RUISDAEL, Jacob Isaackszon van
(b. ca. 1628, Haarlem, d. 1682, Amsterdam)

Bentheim Castle

1653
Oil on canvas, 111 x 144 cm
National Gallery of Ireland, Dublin

During the years from about 1650 to about 1655, the heroic quality of Ruisdael's landscapes increases. The forms become larger and more massive. Giant oaks and beeches as well as shrubs acquire an unprecedented abundance and fullness. Colours become more vivid, space increases in both height and depth, and there is an emphasis on the tectonic structure of the compositions. He strove to achieve heroic effects without sacrificing the individuality of a single tree or bush. An outstanding example of this tendency is his mighty view of Bentheim Castle.

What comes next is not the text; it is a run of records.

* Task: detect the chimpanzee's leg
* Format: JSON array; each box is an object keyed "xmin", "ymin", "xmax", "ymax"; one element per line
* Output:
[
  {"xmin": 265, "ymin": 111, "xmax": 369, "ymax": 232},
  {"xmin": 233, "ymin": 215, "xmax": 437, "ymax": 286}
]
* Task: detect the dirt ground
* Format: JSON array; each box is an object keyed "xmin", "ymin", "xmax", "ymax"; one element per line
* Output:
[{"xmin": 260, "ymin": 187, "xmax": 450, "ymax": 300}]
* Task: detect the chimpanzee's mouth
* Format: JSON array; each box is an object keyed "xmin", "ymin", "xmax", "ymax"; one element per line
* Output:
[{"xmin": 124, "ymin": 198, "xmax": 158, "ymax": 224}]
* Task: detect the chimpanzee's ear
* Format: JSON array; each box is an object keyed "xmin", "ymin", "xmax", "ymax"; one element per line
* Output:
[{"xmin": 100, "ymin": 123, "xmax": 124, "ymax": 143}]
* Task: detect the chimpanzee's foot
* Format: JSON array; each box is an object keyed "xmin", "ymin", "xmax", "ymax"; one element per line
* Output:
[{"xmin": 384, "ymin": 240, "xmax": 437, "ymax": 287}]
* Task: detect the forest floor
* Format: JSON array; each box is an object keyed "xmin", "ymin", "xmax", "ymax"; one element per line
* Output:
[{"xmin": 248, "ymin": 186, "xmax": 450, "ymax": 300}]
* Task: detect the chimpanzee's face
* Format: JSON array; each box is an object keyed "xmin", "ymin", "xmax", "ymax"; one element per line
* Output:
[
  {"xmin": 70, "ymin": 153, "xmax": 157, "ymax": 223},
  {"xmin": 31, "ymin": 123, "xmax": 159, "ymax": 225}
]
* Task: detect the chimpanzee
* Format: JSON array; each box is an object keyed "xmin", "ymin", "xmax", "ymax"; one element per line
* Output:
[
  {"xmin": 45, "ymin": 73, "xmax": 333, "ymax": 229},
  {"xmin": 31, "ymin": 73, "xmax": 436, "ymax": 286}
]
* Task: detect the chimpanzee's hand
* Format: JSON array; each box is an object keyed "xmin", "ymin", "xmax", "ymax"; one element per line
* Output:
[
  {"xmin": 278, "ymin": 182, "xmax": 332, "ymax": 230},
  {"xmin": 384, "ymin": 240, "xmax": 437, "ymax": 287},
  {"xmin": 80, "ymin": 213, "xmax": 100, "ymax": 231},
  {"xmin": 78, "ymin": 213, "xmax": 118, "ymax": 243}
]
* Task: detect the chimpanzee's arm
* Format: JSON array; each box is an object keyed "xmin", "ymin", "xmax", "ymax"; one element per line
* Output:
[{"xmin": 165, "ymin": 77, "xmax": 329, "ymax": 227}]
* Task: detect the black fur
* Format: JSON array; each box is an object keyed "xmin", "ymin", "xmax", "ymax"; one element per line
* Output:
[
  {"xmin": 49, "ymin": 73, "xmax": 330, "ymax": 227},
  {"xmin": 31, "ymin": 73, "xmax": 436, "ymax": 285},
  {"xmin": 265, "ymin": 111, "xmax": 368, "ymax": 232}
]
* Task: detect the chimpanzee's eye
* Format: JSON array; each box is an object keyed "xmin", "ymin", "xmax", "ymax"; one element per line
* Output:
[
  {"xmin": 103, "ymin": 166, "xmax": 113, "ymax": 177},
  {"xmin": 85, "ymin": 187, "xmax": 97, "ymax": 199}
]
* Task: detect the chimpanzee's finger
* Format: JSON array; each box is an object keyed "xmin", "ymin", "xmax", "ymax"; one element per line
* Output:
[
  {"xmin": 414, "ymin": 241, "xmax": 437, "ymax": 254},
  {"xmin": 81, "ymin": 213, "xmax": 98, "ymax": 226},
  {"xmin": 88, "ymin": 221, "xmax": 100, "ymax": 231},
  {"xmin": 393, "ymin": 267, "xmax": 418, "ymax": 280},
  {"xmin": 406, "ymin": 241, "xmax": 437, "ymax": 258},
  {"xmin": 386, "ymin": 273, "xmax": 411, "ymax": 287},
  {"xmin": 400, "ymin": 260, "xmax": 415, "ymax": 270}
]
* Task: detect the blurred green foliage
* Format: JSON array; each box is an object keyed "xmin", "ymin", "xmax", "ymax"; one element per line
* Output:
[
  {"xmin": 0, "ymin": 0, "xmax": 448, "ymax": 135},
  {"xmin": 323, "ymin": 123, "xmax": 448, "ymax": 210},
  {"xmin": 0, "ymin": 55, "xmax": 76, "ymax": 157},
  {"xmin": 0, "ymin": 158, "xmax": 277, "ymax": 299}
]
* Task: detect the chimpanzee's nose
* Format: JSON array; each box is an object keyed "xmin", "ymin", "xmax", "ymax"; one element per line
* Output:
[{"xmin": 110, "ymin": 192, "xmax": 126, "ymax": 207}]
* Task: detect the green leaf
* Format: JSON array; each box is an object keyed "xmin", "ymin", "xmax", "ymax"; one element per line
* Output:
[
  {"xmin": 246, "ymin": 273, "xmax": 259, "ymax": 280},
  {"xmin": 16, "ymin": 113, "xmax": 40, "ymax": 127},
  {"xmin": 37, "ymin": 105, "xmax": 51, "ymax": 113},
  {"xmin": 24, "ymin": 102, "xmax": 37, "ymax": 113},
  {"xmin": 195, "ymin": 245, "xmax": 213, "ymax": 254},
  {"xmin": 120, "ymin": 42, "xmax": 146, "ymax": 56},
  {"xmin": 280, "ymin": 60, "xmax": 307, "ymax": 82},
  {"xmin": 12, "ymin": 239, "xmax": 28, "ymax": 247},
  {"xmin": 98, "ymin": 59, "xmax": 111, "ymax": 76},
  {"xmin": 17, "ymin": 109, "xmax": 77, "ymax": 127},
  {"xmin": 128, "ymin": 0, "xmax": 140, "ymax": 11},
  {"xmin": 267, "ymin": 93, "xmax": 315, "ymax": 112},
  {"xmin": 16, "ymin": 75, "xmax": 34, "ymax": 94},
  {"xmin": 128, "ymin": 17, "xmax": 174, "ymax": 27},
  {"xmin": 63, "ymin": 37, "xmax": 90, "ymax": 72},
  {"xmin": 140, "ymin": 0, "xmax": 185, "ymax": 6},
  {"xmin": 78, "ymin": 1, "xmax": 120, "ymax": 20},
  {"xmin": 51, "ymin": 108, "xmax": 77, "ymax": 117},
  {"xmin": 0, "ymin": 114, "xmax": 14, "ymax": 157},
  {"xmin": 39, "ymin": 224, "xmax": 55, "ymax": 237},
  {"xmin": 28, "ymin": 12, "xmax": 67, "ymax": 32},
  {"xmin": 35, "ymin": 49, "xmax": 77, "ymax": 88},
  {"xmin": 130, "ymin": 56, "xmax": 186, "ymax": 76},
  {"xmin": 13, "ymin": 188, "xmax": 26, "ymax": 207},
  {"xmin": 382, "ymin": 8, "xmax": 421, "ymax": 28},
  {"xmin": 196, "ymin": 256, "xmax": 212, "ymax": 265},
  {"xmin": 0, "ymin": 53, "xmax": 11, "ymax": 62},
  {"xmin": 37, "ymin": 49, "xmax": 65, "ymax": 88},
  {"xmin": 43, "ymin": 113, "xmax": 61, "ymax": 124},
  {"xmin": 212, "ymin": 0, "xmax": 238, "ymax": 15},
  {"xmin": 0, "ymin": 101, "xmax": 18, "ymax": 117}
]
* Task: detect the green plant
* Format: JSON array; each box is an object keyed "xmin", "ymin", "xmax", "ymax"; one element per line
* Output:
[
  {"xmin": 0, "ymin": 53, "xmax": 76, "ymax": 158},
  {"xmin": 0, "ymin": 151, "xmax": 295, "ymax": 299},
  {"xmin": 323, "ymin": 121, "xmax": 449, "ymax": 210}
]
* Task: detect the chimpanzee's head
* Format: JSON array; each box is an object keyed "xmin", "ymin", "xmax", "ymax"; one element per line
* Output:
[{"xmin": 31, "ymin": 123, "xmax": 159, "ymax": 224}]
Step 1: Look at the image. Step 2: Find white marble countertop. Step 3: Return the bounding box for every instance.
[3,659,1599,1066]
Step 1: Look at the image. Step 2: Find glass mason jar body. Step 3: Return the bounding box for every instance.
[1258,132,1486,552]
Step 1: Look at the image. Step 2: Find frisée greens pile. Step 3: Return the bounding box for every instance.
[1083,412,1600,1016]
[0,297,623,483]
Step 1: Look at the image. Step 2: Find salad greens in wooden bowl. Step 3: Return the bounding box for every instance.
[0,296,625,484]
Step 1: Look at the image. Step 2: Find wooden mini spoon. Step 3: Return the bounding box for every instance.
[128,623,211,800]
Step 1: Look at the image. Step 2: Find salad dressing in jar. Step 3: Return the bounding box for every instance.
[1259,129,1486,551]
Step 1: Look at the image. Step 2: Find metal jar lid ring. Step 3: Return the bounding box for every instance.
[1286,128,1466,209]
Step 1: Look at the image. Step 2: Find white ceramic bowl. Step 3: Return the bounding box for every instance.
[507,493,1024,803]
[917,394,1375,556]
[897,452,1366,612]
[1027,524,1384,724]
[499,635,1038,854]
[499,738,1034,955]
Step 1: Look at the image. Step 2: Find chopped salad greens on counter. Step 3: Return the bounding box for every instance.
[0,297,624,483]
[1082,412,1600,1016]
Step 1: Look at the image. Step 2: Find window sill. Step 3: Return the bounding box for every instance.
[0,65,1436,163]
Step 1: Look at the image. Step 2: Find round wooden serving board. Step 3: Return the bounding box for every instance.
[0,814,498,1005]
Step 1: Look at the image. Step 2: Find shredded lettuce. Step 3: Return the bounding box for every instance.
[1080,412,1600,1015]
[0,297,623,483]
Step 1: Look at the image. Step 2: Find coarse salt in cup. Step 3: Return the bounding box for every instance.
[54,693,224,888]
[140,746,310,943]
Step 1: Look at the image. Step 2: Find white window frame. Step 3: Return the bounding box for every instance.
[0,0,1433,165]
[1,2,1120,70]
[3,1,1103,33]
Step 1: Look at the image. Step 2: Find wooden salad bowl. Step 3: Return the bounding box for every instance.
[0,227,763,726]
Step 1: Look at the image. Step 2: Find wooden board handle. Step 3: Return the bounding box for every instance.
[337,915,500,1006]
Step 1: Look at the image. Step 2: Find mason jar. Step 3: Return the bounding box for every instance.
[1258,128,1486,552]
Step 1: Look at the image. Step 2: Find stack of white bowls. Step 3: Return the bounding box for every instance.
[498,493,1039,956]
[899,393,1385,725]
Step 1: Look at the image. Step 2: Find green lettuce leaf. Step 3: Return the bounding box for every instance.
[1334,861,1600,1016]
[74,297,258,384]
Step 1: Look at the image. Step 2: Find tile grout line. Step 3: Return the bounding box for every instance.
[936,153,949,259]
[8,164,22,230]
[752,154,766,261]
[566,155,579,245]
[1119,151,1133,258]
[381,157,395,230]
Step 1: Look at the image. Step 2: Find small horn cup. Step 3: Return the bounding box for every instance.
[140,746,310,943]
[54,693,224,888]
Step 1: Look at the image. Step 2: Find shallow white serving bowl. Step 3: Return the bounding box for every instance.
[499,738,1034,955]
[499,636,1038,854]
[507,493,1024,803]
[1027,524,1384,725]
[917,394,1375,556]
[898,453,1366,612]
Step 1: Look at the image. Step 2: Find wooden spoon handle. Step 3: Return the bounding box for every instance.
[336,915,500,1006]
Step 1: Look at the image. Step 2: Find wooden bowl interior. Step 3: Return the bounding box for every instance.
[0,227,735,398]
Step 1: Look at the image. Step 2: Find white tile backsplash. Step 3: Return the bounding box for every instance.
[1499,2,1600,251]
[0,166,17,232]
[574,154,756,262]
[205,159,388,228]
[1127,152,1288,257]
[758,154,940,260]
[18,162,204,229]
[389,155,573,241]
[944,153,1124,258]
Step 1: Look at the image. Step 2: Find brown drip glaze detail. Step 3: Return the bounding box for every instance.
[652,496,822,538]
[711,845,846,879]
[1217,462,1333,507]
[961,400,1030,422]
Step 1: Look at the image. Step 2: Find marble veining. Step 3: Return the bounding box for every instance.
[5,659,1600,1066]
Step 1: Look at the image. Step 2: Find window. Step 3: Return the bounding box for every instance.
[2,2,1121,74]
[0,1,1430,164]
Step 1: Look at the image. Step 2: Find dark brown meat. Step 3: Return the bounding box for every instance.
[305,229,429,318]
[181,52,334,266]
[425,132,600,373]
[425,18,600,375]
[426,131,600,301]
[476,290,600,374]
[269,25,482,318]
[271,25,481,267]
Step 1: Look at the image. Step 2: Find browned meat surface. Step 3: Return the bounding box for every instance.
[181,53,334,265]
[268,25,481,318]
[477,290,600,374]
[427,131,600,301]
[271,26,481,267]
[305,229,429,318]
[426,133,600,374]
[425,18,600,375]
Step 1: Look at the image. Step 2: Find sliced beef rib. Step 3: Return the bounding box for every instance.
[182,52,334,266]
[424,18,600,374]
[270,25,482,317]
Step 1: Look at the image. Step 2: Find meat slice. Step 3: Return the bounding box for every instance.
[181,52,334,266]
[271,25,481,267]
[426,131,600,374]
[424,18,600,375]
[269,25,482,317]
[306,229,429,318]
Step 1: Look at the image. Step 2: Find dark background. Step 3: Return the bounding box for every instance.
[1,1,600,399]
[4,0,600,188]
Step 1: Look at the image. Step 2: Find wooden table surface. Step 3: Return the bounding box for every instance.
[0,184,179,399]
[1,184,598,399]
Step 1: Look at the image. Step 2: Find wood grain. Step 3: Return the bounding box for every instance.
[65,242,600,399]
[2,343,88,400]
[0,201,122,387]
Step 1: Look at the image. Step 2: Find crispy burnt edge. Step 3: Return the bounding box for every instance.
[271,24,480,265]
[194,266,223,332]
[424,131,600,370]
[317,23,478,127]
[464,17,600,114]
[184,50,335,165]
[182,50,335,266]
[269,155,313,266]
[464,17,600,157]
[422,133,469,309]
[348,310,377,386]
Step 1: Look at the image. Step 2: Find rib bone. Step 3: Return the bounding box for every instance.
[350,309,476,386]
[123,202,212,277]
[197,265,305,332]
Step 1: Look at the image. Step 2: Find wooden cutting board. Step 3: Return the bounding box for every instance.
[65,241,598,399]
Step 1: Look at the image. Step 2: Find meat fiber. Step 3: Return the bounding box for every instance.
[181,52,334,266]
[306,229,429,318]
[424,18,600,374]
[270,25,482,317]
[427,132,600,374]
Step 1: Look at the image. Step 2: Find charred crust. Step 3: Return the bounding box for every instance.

Ruisdael visited Bentheim, a small town in Wesphalia near the Dutch-German border, when he travelled to the region with his friend Berchem in the early fifties. Bentheim's castle is, in fact, on an unimposing low hill, but in his painting Ruisdael enlarged it into a wooded mountain providing the castle with a commanding position. His invention is a superb expression of his aggrandizement of solid forms during this phase. The dense mass of the mountain, obliquely stretching away into depth, and the coulisses on either side of the front edge of the painting are reminiscent of compositional schemes used by the generation of his teachers, but the spatial clarity is new, as are the strong colours, the energy of the brushwork, and the way he unifies the close view of a nearly overwhelming wealth of detail with the most distant parts of the landscape into a consistent whole. The impact of the broad prospect is as intense as the vegetation seen close up.

Ruisdael continued to include Bentheim Castle in his landscapes, seen in various settings and from different viewpoints, until his very last years.